Short answer: The one that is best for you.
Long answer: It depends on many factors.
Size – Size matters. I don’t care how many times you have heard that size doesn’t matter. It matters! I think it is fair to say that we make decisions about size all of the time. For example, we choose our cars based on our needs, which includes the size. We choose our homes based on the size of the rooms and overall size of the house. It is the same with our guns.
Larger guns are, generally, easier to shoot. The additional weight help reduce recoil , the additional length of the site radius, and the larger grip surface make a big difference. Larger hand guns are often referred to as duty guns, service guns, and full size guns.
Smaller hand guns, especially pocket sized guns, are much harder to shoot for the exact opposite reasons, above.
Capacity is another concern when it comes to size. A larger gun will carry more rounds.
Conceal Carry Firearms have a different purpose than a range gun, for example, and sacrifices must be made when it comes to size.
Comfort – Size is part of the comfort factor. Obviously, a larger gun will be less comfortable to carry. A gun that is not comfortable to carry will not be carried, and we are back to shopping for a new gun.
Method of carry is an important consideration. Will the gun be carried inside the waistband, outside the waistband, appendix, shoulder, ankle, pocket, or off-body?
Weight is part of the size equation. A heavier, all steel gun, for example, will require a stiffer belt, and will also impact comfort more and more over time as additional weight always is a concern.
Speed to draw is another consideration when it comes to comfort. Depending on how you carry the gun and and the size, it may not lend itself to a quick draw.
Concealability –Size is one of the impacts here, as well. Smaller guns are easier to conceal. That is just common sense.
Holsters will impact concealability. Some holster provide for deeper concealment than others. The material of the holster will impact how well it molds itself to the body. However, it really does come down to the gun itself and what holsters are available for the chosen gun.

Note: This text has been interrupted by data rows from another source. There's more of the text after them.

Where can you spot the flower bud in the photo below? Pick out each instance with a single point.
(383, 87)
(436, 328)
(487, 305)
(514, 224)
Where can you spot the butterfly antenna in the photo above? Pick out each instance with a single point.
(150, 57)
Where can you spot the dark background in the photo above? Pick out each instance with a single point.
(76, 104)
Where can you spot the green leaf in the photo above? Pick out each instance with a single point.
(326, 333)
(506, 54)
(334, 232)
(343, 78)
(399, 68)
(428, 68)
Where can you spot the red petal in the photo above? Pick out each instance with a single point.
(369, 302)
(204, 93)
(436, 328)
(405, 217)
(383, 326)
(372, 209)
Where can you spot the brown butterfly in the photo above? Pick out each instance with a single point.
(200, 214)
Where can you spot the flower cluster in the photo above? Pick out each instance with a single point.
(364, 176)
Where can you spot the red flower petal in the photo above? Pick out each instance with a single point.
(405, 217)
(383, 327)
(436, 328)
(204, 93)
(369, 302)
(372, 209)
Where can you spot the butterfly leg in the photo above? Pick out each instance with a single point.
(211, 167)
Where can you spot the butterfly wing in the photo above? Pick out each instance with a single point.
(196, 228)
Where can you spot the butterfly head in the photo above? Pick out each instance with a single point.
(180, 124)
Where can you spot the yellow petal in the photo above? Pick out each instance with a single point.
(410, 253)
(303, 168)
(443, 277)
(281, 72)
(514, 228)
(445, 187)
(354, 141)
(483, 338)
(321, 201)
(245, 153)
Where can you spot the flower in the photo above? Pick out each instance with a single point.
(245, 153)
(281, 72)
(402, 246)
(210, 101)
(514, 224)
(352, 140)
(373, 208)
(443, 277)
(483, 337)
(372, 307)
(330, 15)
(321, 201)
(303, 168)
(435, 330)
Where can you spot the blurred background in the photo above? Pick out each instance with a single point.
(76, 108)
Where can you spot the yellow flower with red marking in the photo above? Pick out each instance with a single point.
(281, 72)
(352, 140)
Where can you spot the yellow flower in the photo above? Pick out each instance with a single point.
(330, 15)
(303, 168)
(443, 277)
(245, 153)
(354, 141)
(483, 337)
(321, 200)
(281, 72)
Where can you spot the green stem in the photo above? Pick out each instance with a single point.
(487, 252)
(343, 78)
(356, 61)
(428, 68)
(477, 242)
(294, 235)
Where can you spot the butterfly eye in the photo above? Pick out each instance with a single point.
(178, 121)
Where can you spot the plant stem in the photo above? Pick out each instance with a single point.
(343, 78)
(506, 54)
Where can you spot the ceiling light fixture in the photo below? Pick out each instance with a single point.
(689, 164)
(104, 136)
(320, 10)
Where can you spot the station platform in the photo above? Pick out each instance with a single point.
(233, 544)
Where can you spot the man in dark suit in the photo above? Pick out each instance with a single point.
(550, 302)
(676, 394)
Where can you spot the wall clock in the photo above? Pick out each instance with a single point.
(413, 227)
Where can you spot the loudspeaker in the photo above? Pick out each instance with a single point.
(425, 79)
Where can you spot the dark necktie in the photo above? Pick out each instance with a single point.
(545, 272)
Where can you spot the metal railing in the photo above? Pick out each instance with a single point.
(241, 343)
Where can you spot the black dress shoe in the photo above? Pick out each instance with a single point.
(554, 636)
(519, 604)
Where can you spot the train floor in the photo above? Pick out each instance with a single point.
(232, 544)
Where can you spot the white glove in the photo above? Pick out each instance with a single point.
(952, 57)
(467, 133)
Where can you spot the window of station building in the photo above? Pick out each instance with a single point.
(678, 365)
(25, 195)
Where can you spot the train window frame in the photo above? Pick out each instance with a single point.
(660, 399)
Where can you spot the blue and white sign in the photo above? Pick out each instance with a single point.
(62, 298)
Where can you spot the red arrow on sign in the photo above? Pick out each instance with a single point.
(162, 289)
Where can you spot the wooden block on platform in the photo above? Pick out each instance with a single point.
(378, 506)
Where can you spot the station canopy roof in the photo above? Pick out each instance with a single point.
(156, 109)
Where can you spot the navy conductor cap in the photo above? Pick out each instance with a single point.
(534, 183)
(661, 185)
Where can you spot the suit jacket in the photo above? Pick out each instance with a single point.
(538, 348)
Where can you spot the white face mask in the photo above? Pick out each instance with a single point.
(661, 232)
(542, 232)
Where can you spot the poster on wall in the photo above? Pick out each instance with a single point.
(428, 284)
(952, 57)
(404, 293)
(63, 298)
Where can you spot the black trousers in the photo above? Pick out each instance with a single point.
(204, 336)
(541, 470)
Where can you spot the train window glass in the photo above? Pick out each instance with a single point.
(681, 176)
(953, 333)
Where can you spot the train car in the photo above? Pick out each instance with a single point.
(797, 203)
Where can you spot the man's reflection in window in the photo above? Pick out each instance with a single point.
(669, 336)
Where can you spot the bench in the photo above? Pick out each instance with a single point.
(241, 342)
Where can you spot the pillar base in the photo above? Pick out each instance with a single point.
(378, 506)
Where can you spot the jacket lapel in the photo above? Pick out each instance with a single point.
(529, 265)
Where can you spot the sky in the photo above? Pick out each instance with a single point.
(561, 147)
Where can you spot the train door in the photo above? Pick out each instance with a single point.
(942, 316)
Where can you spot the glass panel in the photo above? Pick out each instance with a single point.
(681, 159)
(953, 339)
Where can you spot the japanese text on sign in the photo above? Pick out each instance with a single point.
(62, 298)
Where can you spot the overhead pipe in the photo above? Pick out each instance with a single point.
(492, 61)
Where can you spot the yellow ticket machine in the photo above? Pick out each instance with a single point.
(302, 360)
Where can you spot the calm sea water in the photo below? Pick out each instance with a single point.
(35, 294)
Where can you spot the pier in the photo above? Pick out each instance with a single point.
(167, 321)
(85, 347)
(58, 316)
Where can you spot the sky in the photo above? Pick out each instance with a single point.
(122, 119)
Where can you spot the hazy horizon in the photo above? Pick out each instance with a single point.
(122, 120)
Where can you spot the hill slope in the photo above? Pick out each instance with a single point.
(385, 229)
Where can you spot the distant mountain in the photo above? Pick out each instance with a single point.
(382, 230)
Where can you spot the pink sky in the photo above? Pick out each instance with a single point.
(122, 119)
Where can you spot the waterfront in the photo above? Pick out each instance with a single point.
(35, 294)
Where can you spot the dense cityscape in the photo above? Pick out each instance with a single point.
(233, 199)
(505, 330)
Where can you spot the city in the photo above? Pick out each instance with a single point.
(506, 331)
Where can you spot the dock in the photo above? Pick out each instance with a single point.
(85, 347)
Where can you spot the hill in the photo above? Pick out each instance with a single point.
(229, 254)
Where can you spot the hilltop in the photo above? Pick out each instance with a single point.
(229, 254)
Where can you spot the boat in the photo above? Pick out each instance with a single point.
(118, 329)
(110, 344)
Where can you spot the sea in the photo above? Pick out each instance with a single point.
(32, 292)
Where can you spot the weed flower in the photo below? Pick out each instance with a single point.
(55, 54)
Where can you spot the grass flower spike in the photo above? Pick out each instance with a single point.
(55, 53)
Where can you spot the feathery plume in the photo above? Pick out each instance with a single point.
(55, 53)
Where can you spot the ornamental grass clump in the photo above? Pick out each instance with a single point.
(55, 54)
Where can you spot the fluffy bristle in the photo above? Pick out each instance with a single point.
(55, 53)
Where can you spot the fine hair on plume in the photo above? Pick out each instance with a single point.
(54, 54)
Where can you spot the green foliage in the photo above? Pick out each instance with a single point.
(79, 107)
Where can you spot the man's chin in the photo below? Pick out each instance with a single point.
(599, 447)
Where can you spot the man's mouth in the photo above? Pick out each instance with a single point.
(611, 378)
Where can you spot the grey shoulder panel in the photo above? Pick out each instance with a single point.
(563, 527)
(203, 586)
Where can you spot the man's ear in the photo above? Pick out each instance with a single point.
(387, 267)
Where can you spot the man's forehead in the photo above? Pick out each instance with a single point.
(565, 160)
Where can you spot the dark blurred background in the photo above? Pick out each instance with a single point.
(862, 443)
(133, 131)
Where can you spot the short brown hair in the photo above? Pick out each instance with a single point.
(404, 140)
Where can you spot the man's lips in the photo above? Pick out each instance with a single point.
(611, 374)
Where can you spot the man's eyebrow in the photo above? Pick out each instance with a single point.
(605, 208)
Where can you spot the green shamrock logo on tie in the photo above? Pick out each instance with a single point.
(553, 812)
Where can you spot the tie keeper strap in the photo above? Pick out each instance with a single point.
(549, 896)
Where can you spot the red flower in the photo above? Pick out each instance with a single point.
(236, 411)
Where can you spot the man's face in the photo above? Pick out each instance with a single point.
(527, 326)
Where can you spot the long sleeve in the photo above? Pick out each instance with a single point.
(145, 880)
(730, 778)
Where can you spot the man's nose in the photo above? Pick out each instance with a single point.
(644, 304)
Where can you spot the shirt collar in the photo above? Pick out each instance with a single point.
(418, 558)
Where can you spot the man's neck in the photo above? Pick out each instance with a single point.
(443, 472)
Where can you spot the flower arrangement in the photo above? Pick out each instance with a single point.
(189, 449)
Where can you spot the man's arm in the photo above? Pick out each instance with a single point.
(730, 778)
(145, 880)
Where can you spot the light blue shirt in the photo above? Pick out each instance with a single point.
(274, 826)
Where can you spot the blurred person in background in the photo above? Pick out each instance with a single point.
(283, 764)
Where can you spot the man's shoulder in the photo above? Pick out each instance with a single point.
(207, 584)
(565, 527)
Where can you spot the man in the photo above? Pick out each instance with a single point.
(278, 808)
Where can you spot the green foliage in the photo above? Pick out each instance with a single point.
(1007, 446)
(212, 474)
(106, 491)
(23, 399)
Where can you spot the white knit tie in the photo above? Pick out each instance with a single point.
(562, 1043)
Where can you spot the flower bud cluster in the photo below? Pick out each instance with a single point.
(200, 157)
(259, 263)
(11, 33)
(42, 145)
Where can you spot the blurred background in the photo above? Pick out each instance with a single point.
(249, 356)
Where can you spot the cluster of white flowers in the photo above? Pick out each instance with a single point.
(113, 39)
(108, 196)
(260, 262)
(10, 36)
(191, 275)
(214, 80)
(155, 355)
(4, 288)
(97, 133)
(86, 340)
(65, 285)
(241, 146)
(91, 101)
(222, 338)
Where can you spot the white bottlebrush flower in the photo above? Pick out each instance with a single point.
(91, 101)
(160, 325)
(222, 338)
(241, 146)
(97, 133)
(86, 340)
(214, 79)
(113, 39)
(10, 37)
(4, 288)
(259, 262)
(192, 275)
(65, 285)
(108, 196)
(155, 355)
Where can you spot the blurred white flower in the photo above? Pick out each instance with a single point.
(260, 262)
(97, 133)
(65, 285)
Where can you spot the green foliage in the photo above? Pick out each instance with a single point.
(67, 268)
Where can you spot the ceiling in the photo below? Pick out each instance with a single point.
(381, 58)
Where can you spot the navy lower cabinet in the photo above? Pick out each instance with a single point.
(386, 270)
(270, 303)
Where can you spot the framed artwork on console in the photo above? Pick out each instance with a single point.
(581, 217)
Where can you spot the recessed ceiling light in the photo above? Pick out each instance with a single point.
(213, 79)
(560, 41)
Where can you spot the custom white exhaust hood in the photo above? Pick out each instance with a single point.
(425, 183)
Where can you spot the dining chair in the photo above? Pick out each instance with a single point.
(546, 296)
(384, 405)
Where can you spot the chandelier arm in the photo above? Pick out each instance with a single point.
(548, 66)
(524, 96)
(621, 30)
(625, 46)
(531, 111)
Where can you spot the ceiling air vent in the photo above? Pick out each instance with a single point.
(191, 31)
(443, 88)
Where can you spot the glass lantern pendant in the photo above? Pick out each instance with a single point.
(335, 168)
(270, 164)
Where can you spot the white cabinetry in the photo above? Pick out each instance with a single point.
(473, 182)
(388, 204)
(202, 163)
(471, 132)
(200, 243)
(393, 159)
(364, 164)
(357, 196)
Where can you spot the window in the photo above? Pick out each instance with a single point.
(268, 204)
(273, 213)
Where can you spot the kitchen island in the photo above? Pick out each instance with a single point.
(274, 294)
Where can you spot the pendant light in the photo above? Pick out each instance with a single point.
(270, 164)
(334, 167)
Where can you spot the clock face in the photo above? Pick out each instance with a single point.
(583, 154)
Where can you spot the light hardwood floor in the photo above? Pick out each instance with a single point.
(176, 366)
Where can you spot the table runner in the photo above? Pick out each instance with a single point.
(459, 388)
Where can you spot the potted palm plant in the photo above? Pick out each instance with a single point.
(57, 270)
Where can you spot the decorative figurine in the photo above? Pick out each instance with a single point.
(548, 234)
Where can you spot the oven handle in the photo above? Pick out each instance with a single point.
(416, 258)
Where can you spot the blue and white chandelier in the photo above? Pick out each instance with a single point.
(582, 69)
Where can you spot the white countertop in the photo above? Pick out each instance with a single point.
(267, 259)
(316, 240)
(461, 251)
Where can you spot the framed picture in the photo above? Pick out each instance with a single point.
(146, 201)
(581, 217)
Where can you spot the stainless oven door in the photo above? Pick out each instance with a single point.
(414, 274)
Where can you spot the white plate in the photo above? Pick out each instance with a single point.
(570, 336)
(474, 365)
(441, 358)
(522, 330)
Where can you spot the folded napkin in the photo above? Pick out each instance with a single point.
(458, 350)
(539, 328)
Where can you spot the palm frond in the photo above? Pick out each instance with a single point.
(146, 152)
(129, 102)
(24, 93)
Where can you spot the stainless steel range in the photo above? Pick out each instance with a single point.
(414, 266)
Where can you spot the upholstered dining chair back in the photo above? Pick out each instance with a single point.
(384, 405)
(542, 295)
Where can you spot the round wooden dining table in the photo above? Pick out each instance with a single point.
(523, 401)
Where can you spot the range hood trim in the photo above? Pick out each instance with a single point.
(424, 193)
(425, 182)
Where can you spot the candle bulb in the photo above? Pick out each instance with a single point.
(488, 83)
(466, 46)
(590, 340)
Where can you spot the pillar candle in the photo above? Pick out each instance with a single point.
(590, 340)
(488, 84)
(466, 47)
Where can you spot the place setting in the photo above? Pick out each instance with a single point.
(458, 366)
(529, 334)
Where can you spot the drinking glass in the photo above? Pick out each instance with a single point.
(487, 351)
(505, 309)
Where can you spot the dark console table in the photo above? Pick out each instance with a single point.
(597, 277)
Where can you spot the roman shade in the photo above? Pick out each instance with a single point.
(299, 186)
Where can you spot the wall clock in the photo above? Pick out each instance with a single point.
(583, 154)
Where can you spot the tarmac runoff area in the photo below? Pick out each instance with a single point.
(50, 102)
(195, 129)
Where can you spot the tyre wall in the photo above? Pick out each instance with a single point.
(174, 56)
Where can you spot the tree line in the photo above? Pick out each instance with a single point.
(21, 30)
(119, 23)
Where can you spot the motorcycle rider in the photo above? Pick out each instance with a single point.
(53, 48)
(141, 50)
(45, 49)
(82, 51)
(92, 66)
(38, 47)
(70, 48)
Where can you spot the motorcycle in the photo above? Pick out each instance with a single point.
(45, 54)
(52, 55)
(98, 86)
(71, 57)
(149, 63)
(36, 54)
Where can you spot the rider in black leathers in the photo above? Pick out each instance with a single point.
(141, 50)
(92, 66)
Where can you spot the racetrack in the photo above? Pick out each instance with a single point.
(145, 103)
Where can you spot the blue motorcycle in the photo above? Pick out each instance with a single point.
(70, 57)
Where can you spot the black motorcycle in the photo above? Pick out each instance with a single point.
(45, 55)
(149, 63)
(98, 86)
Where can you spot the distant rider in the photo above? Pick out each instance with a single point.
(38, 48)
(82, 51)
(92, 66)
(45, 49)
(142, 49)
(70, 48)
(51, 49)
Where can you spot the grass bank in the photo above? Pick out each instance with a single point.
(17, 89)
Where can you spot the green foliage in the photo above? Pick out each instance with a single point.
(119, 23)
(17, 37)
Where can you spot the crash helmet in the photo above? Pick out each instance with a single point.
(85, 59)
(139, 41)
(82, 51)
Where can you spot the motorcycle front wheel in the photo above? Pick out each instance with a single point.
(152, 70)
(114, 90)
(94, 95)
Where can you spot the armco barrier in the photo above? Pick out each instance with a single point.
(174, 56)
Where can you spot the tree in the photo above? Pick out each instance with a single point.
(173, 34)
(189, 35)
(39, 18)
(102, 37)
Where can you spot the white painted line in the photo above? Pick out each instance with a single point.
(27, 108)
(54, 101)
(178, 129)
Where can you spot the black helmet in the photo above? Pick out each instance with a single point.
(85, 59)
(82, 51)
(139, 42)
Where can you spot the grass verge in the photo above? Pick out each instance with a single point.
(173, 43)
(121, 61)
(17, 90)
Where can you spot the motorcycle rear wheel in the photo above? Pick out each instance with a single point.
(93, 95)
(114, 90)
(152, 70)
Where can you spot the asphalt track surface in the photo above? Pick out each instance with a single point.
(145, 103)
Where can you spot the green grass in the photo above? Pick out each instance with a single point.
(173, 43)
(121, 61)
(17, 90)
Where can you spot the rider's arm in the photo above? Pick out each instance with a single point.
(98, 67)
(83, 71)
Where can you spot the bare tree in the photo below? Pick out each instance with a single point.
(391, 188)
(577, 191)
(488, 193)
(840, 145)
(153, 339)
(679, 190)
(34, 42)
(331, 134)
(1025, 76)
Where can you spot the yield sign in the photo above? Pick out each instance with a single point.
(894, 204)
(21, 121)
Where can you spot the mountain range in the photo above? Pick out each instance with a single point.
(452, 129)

Lifestyle and weather are very another important concern. What do you wear? For example, in cold climates, it is much easier to conceal a larger gun, but it can be a huge challenge if you wear running shorts and tight t-shirts and still need to conceal a gun while out on a long run. Let’s not forget those that wear tailored suits have their own unique challenges. How about those that drive for a living and the choices for those individuals.
Performance – Can you shoot the gun well, and shoot it well under pressure? This is the most important question. If you can’t shoot it, why would you carry it and depend on your ability to shoot it under huge amounts of stress?
Feel – Is it comfortable in your hand?
Sights – Can you see the sights and get a good sight picture, quickly? Luckily, sights are easy to replace with ones that you can use to acquire your target quicker than the stock sights.
Trigger – Is the pull smooth and easy enough so that it won’t cause you to miss? We see stories all the time about police missing their targets and hitting innocent bystanders. We don’t want to use a horrible trigger that will make it harder to hit our target.
Recoil – As many people will learn, it isn’t about that one shot. In many cases, you will need to shoot multiple times to stop the attack. Strong recoil makes it difficult to get back on target with follow-up shots.
Cost – Most of us don’t have extra money laying around. I am sure you have heard that “you get what you pay for” several times. This is, somewhat, true when it comes to a gun. Remember, you are depending on this tool and it has to work when you need it. The balance between cost and performance can be challenging. I, personally, have seen some great, inexpensive guns that are fantastic options. I have also seen some guns that cost more than my car, but that doesn’t really make them better for conceal carry.
Training – This should actually be part of the cost. It doesn’t matter if you have the perfect gun if you do not know how to use it well. Good training, and lots of practice are vital when it comes to conceal carry. Improving the software (the shooter) is often a much better investment that getting better hardware (the gun).